Reading between the lines, she is probably early in choosing a career and has very few years of professional experience. That's not a judgment, just likely a fact.
Working in a consultancy as a junior person, she'll meet new people, yes, but not a lot. The senior consultants are the ones who handle most of the client interface work and are out there meeting lots of people all the time. And she'll sorta be giving advice, but mostly she'll be doing lots of "heads down" work, substantiating the money that the senior consultants are charging for the solutions they are selling.
So a consultancy is not a good fit for where to start her career if she wants to meet lots of new people all the time, and be giving advice.
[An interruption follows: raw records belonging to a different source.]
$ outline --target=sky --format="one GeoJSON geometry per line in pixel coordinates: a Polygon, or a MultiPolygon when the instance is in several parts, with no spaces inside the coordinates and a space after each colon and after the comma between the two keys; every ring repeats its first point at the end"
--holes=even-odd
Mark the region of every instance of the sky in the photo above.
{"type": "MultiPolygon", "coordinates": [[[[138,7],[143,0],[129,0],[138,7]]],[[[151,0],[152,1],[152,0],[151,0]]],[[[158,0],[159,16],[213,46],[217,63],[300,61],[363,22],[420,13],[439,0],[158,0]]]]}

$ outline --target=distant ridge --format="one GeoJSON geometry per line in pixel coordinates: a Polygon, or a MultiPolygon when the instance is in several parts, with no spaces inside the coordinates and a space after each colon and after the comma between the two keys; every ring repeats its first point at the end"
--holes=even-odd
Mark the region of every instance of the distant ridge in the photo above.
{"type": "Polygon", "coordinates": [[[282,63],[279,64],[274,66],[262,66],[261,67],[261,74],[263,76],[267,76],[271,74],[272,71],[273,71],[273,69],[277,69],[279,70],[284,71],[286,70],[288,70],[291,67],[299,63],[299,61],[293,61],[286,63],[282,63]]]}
So I said, let's break down these goals and find stuff that matches them, and where you are at:
"1. Giving advice. People seek out advice from those with significant experience that informs the advice being given. Since you are junior in your professional career, you are not really positioned to give advice at this point. You, rather, should be on the receiving end of advice. This is not some empty "pay the dues" notion, where you must suffer and work hard to earn credibility. Rather, this is saying that having done something many times in your life gives you perspective and insight that people are willing to pay for.
There is a set of situations where this is not precisely the case -- and that is when there is a SCRIPT for giving advice. Even here, judgment based on experience is necessary, but in many jobs, having a script that tells you what to say, when, and sticking to it 99% of the time is possible. This can apply to careers as diverse as law enforcement, call centers, human resources, fitness training, tax preparer or crisis counseling. You will be giving advice constantly, but 99% of it will be pre-defined, essentially scripted.
2. Meeting lots of new people. The best solution is working with the public, or in high volume sales. This could be anything from retail shop work, to selling cars, to reception work in a office building, to bar tending, to being a doctor, tax preparer, or IT support specialist."